Image: Kyle Williams and Denver Post
Kyle Williams stands under the fiber art he created. Image: Kyle Williams and Denver Post

I’ve been fascinated by yarn bombing since some bombers received a grant to decorate a fence in Denver a few years ago. But most yarn bombing is a form of graffiti, street art often created on the sly.

Now the latest Denver example has appeared — a Colorado state flag Speedo. The swimwear is the creation of Kyle Williams, a guerrilla artist and musician whose daily drives frequently take him past the scrawny nude statues — Jonathan Borofsky’s “The Dancers” at the Denver Center for Performing Arts. It’s an improvement, I think.

I love Williams’ creativity and his execution. I love that he boldly installed his art at midday yesterday instead of in the middle of the night. I love that a police officer stood by and watched while the art was installed.
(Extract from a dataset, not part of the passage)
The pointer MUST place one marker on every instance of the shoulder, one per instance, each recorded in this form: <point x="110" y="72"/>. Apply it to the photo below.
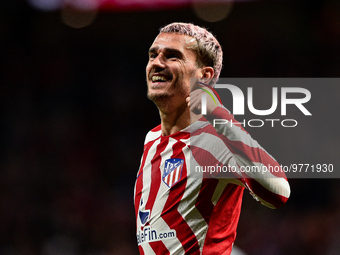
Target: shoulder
<point x="153" y="134"/>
Yarn bombing is said to have originated in Houston, Texas, in 2005 and has since spread worldwide. I like to think it is well received everywhere because it is creative, colorful, does no damage, and is easily removed. What’s not to like?

A few yarn bombing examples from around the world:

Or just mosey over to Google images and OD on yarn bombs.

8 thoughts on “Yarn bomber adorns Denver statue

  1. I don’t know if that’s an improvement, but it is pretty cool. I wonder if the other “dancer” is jealous? Love the slideshow too. My favorite has got to be the bull! 😀

    1. It’s an improvement if you aren’t crazy about the statues, which I’m not.

      I can’t decide on a favorite, but the bull is definitely one of the better ones. Of course, it really helped to have that awesome Wall Street bull in the neighborhood …

  2. I wish I knew how to knit. My mother tried to teach me when I was a kid, but I never got into it. Now that I might like to do it, I’d need to go out and get some new glasses–even if my hands were steady enough for it, which they aren’t, anymore. (Good thing I didn’t become a surgeon. My career would be over right about now.)

    1. Somebody showed me the basic stitch when I was a kid. Also the basic crochet move. Neither looked very hard, but I didn’t pick it up. There was a knitter in my college dorm who cranked out the most fantastic sweaters. All those intricate designs and stitches — that is really an art. And wearable!